- United States

Information
- Type: Four-year public high school
- Established: September 2001
- Closed: June 2010

= Create Charter High School =

CREATE Charter High School was a four-year public high school that operated under a charter granted by the New Jersey Commissioner of Education. The school was run independently of the Jersey City Public Schools since it opened in September 2001 and was shut down in June 2010 after receiving notice from Acting Commissioner of Education Bret Schundler that the charter would be withdrawn as the school had failed to achieve its goals, including having less than 5% of graduating seniors reaching the proficient level on the language arts and mathematics components of the High School Proficiency Assessment.

CREATE Charter High School was a public school open to all students on a space-available basis. The school also had a middle school, CREATE Charter Middle School, and was the only high school in the county to do so. Offering a 195-day school year with a school day extending from 8:30 am to 3:30 pm, the school was founded by Jersey City Councilman Steve Lipski.

==Athletics==
CREATE competed in the Hudson County Interscholastic Athletic Association, which included private and parochial high schools in Hudson County and operates under the supervision of the New Jersey State Interscholastic Athletic Association (NJSIAA).

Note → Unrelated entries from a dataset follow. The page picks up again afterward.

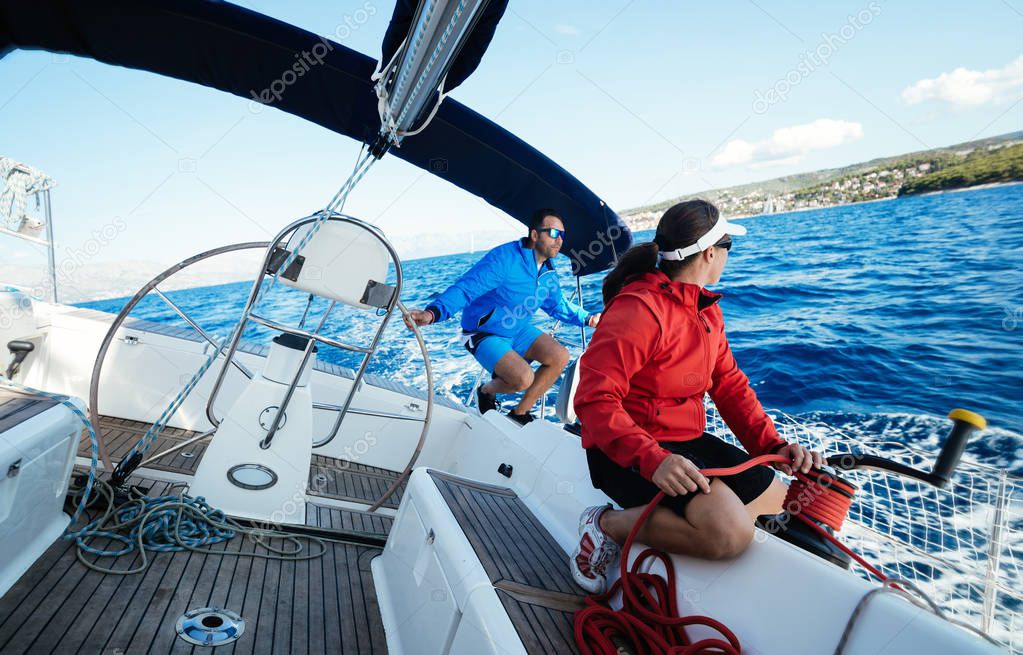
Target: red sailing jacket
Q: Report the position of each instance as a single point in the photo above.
(659, 347)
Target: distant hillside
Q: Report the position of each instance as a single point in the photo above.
(876, 179)
(980, 167)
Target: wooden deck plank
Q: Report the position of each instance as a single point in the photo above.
(343, 479)
(324, 605)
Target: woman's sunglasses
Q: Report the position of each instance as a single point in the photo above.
(553, 232)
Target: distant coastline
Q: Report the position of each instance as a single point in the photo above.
(964, 166)
(976, 187)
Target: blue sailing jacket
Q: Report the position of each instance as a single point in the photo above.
(502, 291)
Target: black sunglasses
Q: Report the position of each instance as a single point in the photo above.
(553, 232)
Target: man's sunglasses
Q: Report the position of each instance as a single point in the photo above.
(553, 232)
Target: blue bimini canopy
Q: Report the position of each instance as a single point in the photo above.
(226, 47)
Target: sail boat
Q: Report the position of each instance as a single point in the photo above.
(397, 521)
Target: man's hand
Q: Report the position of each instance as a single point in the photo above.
(678, 476)
(420, 316)
(800, 459)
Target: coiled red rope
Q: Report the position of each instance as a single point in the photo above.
(649, 622)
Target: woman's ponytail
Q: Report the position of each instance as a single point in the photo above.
(681, 225)
(636, 261)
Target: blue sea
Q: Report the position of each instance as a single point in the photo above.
(877, 318)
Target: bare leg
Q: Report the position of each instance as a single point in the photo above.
(716, 525)
(770, 501)
(552, 357)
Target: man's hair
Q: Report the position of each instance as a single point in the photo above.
(536, 222)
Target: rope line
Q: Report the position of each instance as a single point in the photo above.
(172, 523)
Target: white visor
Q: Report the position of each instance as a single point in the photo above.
(721, 227)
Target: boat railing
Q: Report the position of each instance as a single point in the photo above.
(962, 544)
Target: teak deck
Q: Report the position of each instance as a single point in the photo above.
(325, 605)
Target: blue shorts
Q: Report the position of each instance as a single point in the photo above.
(489, 348)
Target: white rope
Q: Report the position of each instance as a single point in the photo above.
(20, 181)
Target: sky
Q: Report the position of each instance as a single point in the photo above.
(641, 100)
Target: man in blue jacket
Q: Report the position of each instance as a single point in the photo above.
(497, 298)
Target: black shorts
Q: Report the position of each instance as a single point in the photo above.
(629, 489)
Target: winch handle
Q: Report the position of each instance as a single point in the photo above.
(965, 423)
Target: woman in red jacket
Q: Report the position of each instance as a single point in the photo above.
(659, 348)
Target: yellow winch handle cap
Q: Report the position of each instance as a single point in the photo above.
(972, 418)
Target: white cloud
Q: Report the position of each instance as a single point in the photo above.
(789, 144)
(965, 88)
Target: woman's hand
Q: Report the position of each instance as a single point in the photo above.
(420, 316)
(800, 459)
(678, 476)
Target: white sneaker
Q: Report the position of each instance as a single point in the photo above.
(595, 552)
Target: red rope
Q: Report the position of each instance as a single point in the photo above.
(649, 618)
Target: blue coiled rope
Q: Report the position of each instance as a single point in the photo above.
(162, 524)
(172, 523)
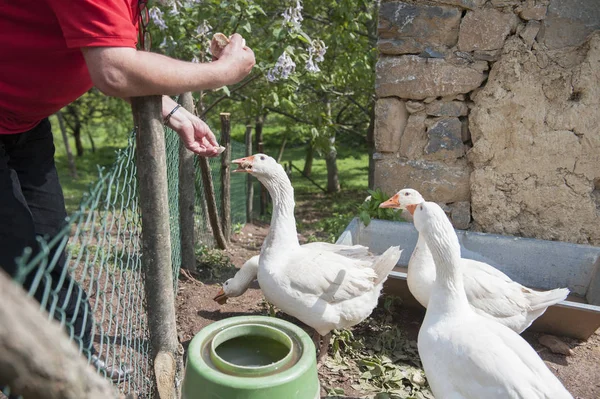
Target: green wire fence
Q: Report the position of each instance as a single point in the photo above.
(102, 241)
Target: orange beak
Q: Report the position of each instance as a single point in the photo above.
(244, 164)
(411, 208)
(221, 297)
(391, 203)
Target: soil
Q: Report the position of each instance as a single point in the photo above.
(196, 309)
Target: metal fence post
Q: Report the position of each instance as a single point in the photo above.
(156, 245)
(187, 196)
(225, 176)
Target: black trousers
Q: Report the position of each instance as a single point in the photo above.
(32, 204)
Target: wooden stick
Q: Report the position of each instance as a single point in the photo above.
(37, 359)
(225, 176)
(249, 181)
(187, 196)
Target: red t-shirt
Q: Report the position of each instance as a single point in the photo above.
(42, 68)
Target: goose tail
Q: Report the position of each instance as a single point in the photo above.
(541, 300)
(385, 263)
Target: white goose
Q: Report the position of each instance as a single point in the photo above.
(240, 282)
(323, 289)
(465, 355)
(490, 292)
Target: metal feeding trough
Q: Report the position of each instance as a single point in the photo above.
(251, 357)
(538, 264)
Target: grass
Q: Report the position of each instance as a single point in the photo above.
(87, 166)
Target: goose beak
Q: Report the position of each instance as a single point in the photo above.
(411, 208)
(221, 297)
(393, 203)
(244, 164)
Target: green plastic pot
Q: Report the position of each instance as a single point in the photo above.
(251, 357)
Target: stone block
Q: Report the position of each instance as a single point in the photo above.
(408, 28)
(466, 4)
(529, 33)
(414, 106)
(416, 78)
(390, 119)
(460, 214)
(436, 181)
(535, 12)
(536, 166)
(487, 55)
(445, 139)
(485, 29)
(414, 138)
(568, 23)
(447, 108)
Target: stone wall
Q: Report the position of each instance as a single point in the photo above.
(492, 108)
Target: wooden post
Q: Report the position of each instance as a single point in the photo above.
(187, 196)
(211, 202)
(225, 176)
(38, 361)
(209, 194)
(156, 245)
(249, 182)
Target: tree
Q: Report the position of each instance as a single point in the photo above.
(315, 63)
(92, 112)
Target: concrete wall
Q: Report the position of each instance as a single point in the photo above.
(493, 109)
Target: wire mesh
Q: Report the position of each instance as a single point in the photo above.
(102, 243)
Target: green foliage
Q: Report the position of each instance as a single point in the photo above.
(378, 351)
(213, 264)
(370, 209)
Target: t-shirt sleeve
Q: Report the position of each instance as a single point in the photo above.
(97, 23)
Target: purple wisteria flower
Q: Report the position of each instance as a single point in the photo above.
(293, 15)
(317, 51)
(157, 18)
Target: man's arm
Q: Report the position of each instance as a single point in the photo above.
(125, 72)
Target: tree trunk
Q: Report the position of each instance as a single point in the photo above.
(38, 361)
(310, 153)
(63, 131)
(281, 149)
(156, 246)
(91, 141)
(187, 195)
(333, 182)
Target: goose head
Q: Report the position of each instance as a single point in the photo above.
(259, 165)
(402, 199)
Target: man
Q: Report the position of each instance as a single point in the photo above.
(52, 52)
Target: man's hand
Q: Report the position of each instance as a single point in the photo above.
(236, 58)
(193, 132)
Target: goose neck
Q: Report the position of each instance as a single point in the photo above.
(449, 286)
(282, 232)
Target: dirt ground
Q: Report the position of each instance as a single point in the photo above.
(580, 373)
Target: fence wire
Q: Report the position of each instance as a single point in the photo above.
(102, 243)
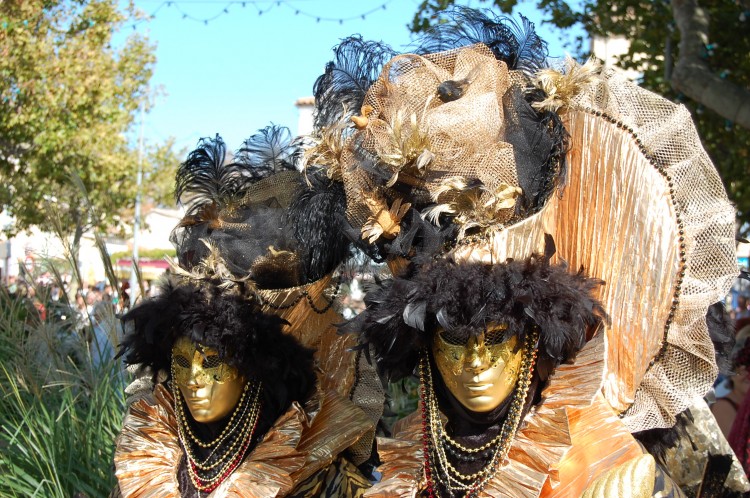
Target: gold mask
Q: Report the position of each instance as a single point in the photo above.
(210, 387)
(481, 372)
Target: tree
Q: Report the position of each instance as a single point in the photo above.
(689, 53)
(68, 95)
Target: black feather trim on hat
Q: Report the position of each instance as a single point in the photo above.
(464, 298)
(721, 330)
(658, 441)
(316, 215)
(244, 337)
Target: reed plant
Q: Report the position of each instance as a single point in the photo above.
(59, 409)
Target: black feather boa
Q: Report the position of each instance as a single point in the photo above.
(402, 314)
(243, 336)
(316, 216)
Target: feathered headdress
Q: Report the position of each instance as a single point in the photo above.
(450, 136)
(471, 137)
(252, 222)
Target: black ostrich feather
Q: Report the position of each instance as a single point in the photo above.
(722, 332)
(516, 44)
(205, 178)
(316, 215)
(270, 150)
(340, 90)
(243, 336)
(402, 315)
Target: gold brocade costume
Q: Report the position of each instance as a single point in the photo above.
(338, 369)
(298, 456)
(564, 443)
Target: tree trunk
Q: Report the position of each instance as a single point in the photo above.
(694, 78)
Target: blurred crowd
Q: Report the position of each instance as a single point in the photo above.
(732, 406)
(78, 315)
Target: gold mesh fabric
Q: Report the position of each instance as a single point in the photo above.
(276, 191)
(644, 210)
(464, 137)
(697, 205)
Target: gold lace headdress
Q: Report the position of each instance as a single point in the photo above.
(459, 139)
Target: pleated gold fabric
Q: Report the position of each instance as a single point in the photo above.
(644, 210)
(300, 444)
(565, 442)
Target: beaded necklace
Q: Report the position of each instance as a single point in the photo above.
(437, 444)
(228, 448)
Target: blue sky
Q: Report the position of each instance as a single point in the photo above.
(243, 70)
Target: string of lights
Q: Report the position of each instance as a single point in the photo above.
(261, 7)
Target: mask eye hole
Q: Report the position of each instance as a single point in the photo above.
(181, 361)
(496, 336)
(212, 361)
(452, 338)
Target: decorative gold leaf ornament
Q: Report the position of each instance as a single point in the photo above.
(361, 121)
(472, 204)
(329, 146)
(383, 222)
(408, 147)
(562, 87)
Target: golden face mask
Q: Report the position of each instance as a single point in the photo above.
(480, 372)
(211, 388)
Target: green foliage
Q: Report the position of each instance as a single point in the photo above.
(649, 26)
(160, 170)
(67, 99)
(59, 411)
(403, 399)
(144, 254)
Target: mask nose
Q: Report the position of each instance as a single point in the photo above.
(196, 369)
(477, 359)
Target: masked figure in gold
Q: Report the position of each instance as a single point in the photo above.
(553, 237)
(239, 403)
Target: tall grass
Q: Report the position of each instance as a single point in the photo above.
(60, 408)
(59, 412)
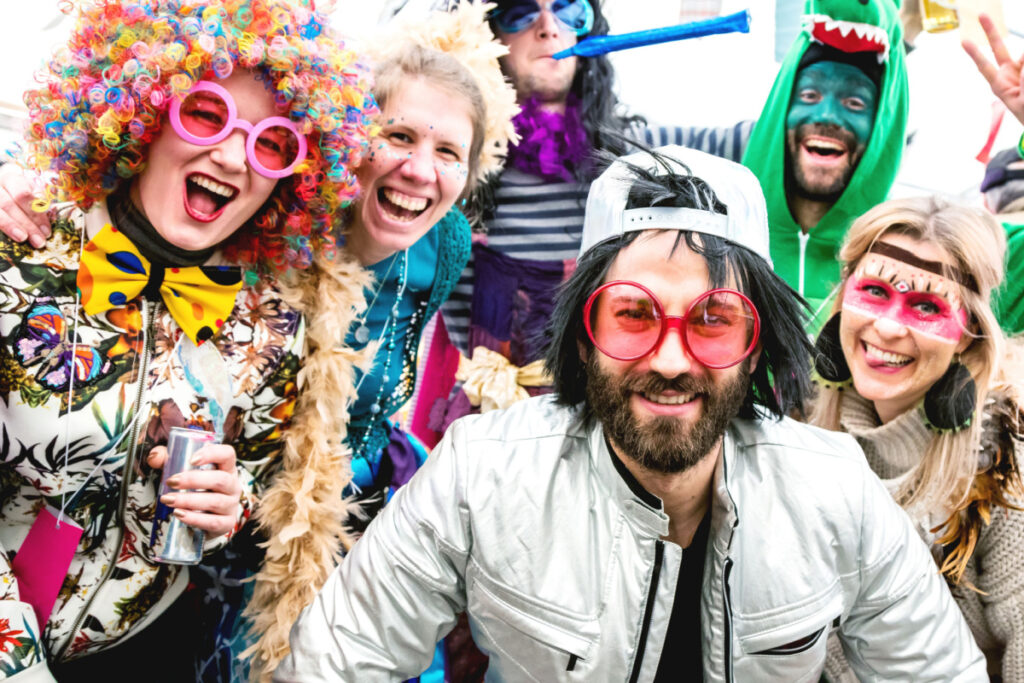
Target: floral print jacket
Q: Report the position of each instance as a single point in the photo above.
(135, 376)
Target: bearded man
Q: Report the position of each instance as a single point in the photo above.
(657, 517)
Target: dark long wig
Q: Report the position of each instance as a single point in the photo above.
(781, 380)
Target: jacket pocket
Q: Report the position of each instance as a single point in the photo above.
(787, 643)
(797, 646)
(525, 637)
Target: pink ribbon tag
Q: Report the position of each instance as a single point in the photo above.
(43, 560)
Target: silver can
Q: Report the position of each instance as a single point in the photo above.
(172, 541)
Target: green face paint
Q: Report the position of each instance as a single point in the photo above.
(829, 121)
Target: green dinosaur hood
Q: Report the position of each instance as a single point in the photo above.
(851, 26)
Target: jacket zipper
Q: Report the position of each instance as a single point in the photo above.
(648, 610)
(129, 464)
(803, 238)
(728, 619)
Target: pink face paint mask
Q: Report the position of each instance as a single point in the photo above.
(886, 288)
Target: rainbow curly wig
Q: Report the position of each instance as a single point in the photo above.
(103, 95)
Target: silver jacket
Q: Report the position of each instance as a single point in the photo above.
(520, 518)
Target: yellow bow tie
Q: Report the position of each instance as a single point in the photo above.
(113, 272)
(492, 382)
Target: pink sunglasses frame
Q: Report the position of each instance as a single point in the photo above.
(252, 131)
(670, 322)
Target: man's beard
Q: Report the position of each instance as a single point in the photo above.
(820, 188)
(664, 443)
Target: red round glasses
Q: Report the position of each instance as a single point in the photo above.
(626, 322)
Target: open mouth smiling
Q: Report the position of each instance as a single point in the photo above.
(823, 148)
(400, 207)
(206, 198)
(879, 356)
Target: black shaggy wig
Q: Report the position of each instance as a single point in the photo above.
(602, 115)
(781, 380)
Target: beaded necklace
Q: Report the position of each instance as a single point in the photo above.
(387, 335)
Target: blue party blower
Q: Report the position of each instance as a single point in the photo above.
(592, 47)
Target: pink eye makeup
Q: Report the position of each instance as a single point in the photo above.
(884, 287)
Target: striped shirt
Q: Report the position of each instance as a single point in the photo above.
(540, 219)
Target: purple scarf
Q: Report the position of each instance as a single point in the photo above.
(551, 145)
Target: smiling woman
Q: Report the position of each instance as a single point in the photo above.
(933, 393)
(444, 124)
(195, 157)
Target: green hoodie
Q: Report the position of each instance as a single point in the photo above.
(849, 26)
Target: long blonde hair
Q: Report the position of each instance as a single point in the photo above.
(976, 245)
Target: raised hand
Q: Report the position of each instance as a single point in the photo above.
(1006, 76)
(17, 220)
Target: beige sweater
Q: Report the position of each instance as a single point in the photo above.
(996, 615)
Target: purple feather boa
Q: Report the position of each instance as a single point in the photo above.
(551, 145)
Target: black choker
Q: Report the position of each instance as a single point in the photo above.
(127, 218)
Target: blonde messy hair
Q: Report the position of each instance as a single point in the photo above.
(976, 246)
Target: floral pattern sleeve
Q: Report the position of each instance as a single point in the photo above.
(19, 645)
(260, 439)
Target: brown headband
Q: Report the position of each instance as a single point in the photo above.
(939, 268)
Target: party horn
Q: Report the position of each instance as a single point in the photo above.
(592, 47)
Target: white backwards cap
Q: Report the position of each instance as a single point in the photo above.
(734, 185)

In June 2009, the NJSIAA suspended Create Charter from participating in interscholastic sports, citing incidents in which the school had allowed a student who had been charged in an armed robbery sit on the bench during a basketball game and advertisements placed in local papers that promoted a new football program and solicited potential recruits with the offer of being able to join the team and play immediately.

The boys' basketball team won the Central, Group I state sectional championship with an 82–65 win over Asbury Park High School in the tournament final in 2007.